The conclusion here is that the applications perform a block read and write operation to data already available in memory, and is not involved in data IO by interrupt.

From the analysis of the application traces, the following conclusions are stated:

Application trace 3.1: *there is no explicit X and Y data, i.e. the applications uses both with a similar weight.* This factor influences the memory model.

Application trace 3.2: the MP3 trace has duration of 655734 DSP clock cycles correspondent to 3.27 ms of CPU time (200 MHz). Each call to the main routine reads a varying number of samples and produces 1152 samples.

Application trace 3.3: the AAC trace has duration of 1171445 DSP clock cycles correspondent to 5.85 ms of CPU time (200 MHz). Each call to the main routine reads a 1024 input samples and produces 2048 samples.

Application trace 3.4: *the uncertainties related with the I/O stream can be estimated.* The estimation showed that the impact from I/O stream is not significant.

Application trace 3.5: *the trace does not contain interrupt code and does not consider the interaction with the cache.* The application was developed not taken into account the presence of the cache. The simulation assumes that the data is already available in memory.

#### 3.1.2 Cache architecture exploration

The first decision about the cache architecture respects the data memory model. Therefore, it is important to confront different cache memory models. For the study case the following cache models are confronted:

- XY shared cache memory space (double ported memory).
- Separated X data cache and Y data cache memory (one port memory).

*Table 6* shows the results of the simulations using the two models for fixed total sizes of 8Kw and 16Kw. The results show that a data cache model with a shared XY data has a lower miss rate when compared with a separated X and Y data cache model. The double-ported data memory model achieves better performance for several cases when the size is the same.

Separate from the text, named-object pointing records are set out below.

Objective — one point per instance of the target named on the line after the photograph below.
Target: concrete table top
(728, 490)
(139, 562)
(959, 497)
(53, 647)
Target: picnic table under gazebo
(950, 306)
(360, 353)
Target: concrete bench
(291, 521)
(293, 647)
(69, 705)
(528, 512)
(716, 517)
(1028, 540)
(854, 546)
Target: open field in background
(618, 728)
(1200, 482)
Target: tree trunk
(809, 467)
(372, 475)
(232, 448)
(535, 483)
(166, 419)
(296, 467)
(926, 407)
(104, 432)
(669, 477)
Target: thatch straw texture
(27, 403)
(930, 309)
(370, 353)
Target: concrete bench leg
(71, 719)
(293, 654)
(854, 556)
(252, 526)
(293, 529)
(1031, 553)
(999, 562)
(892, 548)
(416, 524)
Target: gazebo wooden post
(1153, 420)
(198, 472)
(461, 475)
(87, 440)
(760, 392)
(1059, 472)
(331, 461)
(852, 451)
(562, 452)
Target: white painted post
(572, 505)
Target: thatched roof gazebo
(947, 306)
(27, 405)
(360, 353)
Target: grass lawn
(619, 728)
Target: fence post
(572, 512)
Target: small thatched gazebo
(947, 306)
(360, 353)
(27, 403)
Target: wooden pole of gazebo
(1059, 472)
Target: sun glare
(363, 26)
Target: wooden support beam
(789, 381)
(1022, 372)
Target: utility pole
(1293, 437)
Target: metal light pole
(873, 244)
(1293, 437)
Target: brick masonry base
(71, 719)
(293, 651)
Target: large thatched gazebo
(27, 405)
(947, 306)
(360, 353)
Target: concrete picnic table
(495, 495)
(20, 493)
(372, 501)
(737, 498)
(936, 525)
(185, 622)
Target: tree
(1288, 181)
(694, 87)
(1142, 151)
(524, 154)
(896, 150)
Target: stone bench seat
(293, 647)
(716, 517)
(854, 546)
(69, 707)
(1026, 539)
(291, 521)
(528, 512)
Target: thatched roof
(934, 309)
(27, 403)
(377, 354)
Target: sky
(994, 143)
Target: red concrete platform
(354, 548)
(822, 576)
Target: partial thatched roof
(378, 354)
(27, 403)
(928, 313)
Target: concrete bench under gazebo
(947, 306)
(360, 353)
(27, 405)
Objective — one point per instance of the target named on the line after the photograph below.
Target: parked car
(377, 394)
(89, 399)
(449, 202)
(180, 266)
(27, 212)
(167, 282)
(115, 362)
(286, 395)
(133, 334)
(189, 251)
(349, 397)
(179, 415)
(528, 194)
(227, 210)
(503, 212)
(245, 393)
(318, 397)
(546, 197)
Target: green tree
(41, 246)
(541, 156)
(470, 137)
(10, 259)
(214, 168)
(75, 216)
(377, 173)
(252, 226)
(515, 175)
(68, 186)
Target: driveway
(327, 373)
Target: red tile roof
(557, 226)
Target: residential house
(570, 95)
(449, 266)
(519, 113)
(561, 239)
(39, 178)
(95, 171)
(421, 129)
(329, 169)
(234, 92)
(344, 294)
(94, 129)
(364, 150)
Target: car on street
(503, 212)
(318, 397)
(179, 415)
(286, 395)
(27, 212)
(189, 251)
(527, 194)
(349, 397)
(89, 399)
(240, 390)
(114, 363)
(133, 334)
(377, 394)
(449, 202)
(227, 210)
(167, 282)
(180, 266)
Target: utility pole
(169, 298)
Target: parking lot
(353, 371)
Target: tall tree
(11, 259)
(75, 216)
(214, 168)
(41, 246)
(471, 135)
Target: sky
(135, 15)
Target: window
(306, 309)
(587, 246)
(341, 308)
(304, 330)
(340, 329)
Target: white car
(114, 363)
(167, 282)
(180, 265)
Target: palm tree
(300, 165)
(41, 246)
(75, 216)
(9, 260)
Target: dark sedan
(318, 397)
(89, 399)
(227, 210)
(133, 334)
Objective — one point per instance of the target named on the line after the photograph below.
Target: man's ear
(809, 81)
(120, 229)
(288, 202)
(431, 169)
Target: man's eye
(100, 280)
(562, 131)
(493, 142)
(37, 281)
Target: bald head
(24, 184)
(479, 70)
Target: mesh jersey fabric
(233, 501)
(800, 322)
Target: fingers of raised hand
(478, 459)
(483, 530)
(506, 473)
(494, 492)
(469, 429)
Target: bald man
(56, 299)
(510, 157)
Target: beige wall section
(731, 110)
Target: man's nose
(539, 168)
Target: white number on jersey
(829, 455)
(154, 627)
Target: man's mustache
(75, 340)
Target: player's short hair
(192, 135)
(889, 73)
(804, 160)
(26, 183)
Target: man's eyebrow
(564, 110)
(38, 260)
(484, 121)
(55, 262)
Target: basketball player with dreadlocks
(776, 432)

The conclusions from the results is that in case of separate X\$ and Y\$, a write to X can never be read by Y (and vice-versa) so it gives a miss. This can be done in shared XY, and the current applications exploit this feature, which was confirmed by the application trace analysis for the MP3 or AAC case and this is the reason for the higher miss rate. For the following simulations a share XY\$ data model is used.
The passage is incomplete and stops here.